COMPUTER FOCUSSED LEARNING HAS ITS LIMITATIONS
It seems that the thrust of education is toward developing opportunities for students to progress through the practise of technology supported learning . Devices from electronic smart boards to computers, iPads and other devices are front and centre. More and more schools are developing a “bring your open device” policy when it comes to technology. It seems that the children are increasingly immersed in technologically focused learning.
There is a place for technology in our schools. However if devices replace teachers it will be to the detriment of education. The best learning outcomes are achieved through direct interaction. When using computers and iPads, children can easily log out of learning and go onto some amusement or games application.
Approach to lessons and learning needs to be based on time and organisation. There needs to be a patterned and ordered approach to learning. Taking teachers out of the equation and replacing them with computer controlled programs, detracts from education.
The emphasis in the NT is toward Direct Instruction (DI). Concern about poor educational outcomes has lead to a revival of this instructional method. “The Direct instruction strategy is highly teacher-directed and is among the most commonly used. This strategy is effective for providing information or developing step-by-step skills. It also works well for introducing other teaching methods, or actively involving students in knowledge construction.” (Instructional strategies online, Saskatoon Public Schools)
Explicit teaching, lectures, drills, specific questioning, demonstration and the guiding of listening, reading, viewing and thinking are direct instructional practices. DI is about close interaction of teachers with students to enhance teaching and learning opportunities. Computers and iPads by their very nature can put distance between students and teachers. If their use is not carefully managed they can become a distraction.

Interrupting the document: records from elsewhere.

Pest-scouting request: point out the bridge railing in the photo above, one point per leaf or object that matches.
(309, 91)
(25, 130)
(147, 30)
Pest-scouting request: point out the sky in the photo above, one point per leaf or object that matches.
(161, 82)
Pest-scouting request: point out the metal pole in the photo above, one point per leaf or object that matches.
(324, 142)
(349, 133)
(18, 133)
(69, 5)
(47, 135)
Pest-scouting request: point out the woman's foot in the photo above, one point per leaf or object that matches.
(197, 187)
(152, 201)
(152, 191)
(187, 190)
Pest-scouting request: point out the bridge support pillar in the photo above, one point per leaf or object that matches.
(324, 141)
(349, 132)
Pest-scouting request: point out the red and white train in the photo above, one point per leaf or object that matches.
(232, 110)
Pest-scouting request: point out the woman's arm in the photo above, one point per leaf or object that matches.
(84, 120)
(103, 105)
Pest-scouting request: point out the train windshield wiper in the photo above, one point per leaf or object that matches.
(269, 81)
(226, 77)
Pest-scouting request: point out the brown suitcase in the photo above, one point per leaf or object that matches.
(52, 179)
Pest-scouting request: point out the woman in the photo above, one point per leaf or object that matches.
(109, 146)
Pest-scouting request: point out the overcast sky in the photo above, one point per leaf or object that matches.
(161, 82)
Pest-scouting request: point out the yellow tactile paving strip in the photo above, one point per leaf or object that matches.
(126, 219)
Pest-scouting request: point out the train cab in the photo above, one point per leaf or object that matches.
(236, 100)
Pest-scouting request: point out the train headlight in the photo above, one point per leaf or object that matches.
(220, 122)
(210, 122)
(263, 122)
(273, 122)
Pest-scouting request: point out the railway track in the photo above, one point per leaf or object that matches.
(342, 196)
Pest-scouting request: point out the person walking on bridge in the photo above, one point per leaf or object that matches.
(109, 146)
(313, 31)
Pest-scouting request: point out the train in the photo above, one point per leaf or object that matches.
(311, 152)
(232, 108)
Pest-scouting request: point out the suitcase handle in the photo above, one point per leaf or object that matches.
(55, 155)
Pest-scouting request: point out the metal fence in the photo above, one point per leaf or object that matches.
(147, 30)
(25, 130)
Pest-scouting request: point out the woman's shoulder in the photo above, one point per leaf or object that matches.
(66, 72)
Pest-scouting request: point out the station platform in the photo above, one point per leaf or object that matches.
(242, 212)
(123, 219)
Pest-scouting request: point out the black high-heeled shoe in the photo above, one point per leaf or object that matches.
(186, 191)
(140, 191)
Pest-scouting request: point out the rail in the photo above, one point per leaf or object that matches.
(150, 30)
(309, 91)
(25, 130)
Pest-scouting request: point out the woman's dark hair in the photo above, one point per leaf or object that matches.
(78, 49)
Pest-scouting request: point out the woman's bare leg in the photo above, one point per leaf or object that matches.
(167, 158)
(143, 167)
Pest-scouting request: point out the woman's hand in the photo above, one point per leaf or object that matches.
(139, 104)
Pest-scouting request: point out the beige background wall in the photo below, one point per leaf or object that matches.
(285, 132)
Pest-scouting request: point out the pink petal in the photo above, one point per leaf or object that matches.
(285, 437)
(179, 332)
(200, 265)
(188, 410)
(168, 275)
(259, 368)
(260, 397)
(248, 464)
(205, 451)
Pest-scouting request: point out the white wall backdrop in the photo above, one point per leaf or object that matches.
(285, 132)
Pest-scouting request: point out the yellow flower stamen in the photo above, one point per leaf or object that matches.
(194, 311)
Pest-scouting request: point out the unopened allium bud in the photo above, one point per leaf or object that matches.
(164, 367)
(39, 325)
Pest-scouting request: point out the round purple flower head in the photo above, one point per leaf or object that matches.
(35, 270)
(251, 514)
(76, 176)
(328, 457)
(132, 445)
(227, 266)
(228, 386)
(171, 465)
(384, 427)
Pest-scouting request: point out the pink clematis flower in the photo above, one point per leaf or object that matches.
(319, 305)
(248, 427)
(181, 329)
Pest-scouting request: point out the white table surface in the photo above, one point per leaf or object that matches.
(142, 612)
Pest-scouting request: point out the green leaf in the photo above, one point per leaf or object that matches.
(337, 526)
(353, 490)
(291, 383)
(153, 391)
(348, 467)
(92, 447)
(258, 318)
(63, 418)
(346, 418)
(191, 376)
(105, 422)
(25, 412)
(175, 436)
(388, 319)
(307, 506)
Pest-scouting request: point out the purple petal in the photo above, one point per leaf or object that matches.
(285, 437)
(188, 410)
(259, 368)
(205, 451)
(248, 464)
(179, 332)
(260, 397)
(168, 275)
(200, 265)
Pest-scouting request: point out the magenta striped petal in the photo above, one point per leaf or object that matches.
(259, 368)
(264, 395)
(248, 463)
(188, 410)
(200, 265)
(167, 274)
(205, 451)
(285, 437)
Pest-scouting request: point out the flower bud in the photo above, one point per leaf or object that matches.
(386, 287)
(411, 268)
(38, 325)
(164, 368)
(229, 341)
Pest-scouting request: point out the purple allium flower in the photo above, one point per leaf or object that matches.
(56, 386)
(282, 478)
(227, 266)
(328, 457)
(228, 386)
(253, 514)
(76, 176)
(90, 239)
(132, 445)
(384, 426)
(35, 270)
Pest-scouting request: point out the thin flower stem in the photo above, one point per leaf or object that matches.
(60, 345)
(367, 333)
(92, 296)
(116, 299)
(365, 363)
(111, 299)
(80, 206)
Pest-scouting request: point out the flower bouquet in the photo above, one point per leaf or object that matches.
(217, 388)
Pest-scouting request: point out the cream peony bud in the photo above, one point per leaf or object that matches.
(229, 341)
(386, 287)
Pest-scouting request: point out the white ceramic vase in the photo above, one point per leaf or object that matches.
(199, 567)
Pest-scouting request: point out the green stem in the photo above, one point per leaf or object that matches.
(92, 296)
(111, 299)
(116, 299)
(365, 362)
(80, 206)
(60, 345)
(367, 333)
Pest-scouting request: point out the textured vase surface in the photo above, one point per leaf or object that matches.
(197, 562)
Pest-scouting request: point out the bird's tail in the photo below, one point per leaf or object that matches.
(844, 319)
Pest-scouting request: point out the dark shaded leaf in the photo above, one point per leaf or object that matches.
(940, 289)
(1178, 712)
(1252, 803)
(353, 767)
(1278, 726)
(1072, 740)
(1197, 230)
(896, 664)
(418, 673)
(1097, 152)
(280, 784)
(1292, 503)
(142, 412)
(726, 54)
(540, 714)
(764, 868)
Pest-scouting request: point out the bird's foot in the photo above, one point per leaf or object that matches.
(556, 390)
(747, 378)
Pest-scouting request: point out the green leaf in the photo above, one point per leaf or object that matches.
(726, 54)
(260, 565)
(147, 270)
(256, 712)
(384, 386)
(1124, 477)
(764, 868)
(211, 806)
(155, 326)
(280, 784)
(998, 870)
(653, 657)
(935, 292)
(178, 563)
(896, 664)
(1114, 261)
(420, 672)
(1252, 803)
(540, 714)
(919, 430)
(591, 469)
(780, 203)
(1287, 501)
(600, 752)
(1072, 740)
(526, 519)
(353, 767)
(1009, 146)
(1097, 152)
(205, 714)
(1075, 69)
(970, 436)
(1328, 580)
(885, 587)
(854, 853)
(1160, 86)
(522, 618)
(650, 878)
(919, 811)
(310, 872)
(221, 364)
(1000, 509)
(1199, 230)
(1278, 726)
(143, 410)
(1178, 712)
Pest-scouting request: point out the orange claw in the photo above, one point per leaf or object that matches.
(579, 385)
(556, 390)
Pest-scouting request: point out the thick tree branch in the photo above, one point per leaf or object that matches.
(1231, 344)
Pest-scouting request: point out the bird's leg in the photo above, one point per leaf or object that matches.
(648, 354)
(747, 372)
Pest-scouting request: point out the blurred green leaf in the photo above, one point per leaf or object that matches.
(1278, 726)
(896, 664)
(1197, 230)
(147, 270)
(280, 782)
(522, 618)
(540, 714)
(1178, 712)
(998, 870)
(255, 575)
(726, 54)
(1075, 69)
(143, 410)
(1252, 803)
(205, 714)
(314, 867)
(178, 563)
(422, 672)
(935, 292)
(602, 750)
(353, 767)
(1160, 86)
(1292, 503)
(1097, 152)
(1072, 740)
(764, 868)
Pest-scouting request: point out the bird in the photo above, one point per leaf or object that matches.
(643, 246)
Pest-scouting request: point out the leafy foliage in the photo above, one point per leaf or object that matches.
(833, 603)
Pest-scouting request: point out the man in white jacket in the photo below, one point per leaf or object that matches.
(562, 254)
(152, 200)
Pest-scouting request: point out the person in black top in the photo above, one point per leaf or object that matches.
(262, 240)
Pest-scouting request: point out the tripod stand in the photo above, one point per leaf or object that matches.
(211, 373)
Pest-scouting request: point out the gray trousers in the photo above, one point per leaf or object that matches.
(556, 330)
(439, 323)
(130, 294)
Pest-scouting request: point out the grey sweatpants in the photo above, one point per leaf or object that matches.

A very important part of teaching and learning is the way body language and facial expression impact on classroom outcomes. Teachers can sense confidence about what if being taught through student responses. Similarly, students can sense how their teachers feel about work being completed. Shared personal contact within classrooms is a very important part of learning. Computer based education does not allow students or teachers to appreciate body language or facial expressions.
Technology has its place in education as a support to learning. However classroom focus should be about interaction between teachers and students. Replacing teachers with computers will impact negatively on the quality of learning and educational outcomes.